City council is buying special equipment for a water treatment upgrade even though the project hasn’t been approved in the 2014 budget process yet.
Council voted Jan. 13 to go ahead with the purchase anyway.
The $340,000 contract was awarded to Xylem Water Solutions Canada, whose bid was the lowest among four bids submitted. The price tag is to be underwritten by the water reserve fund.
Xylem also submitted a tender that was the next highest bid; one proposed high-pressure equipment and the other low-pressure equipment.
The project is part of the $4 million water treatment upgrades required by Vancouver Island Health Authority 4-3-2-1 policy, city engineer Guy Cicon said.
The reason Cicon needed approval for the equipment purchase now instead of after the budget is finalized in May has to do with timing, he explained.
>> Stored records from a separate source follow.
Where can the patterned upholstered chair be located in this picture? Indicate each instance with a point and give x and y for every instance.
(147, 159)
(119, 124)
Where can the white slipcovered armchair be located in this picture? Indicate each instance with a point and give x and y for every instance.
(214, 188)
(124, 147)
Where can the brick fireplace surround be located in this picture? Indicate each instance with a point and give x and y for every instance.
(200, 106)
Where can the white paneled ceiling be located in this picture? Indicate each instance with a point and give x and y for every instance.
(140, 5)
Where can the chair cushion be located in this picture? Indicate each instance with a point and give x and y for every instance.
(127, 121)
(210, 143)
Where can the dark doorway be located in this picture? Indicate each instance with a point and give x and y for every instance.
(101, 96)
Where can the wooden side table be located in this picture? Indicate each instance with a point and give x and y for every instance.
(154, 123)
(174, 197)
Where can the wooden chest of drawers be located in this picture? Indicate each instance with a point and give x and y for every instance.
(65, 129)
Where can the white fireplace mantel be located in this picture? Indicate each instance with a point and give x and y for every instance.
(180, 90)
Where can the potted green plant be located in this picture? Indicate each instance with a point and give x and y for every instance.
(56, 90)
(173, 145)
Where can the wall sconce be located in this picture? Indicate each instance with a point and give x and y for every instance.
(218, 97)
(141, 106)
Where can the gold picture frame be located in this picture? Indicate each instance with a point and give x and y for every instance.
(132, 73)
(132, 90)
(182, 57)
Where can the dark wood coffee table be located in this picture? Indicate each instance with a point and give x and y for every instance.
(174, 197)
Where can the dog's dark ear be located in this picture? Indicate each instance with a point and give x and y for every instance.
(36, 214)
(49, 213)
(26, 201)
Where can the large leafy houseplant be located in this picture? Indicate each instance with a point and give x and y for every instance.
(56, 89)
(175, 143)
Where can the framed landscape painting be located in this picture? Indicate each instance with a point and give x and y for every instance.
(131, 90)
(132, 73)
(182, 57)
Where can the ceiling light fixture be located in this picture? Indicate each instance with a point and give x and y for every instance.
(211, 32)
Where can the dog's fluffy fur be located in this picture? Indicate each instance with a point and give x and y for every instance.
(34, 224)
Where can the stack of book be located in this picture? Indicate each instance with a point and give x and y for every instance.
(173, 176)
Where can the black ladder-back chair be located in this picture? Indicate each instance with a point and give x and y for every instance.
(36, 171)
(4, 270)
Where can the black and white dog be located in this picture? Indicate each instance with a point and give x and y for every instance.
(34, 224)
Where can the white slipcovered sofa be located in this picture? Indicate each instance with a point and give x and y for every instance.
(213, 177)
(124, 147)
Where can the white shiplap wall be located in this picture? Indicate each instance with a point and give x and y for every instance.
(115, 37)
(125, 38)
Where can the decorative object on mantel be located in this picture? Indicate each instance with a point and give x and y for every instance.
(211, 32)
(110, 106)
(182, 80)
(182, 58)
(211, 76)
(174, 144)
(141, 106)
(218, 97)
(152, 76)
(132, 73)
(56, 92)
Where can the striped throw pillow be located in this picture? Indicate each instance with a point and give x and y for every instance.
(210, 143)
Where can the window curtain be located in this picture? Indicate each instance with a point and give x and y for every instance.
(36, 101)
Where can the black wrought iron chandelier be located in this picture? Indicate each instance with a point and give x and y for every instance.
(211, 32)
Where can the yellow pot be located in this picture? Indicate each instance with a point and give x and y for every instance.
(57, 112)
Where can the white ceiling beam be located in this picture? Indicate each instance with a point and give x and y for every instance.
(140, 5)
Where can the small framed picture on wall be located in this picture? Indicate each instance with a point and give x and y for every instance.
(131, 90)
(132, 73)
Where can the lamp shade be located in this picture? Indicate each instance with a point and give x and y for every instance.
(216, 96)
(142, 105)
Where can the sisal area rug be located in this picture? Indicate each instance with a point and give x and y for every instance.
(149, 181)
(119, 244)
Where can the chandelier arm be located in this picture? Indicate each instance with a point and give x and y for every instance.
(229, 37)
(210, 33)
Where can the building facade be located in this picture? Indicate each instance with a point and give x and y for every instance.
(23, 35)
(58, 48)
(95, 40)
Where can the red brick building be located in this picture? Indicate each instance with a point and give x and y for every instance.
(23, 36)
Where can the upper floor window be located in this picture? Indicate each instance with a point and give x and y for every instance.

The equipment is specialized and requires seven months to assemble and deliver, Cicon said. The city hopes to tender the water treatment project in the spring and build the pump station later this year.
The city has no choice but to go ahead with the provincially mandated upgrades, he later said.
The equipment is a special UV light to be used to disinfect water. The method will be combined with a chlorine disinfecting measure already in place.
The project is to be underwritten with reserve and loan funds and is penciled into the 2014 budget, which is currently under discussion. Final vote of the budget is in April.
Phase one of the project will see the equip-ment installed in a pump house slated to be built at the city’s Bainbridge Lake reservoir.
A second project phase will see the city tap into water at Sproat Lake. Another barrier above chlorine and UV is required if water is turbid. But if the city can prove the source water is not turbid then they can obtain a Ministry of Health waiver.
If the city can draw water from Sproat Lake “is this money spent on what we don’t need?,”Coun. Jack McLeman asked.
Cicon replied no, that the project requires two phases.
Coun. Hira Chopra asked about the city’s regional water initiative with the ACRD and how this equipment purchase impacts it. Would the ACRD be benefiting at the city’s expense?
Cicon replied that the ACRD will shortly be drawing water from the city-owned Strick Road facility and that when they do they’ll be paying a premium bulk supply rate.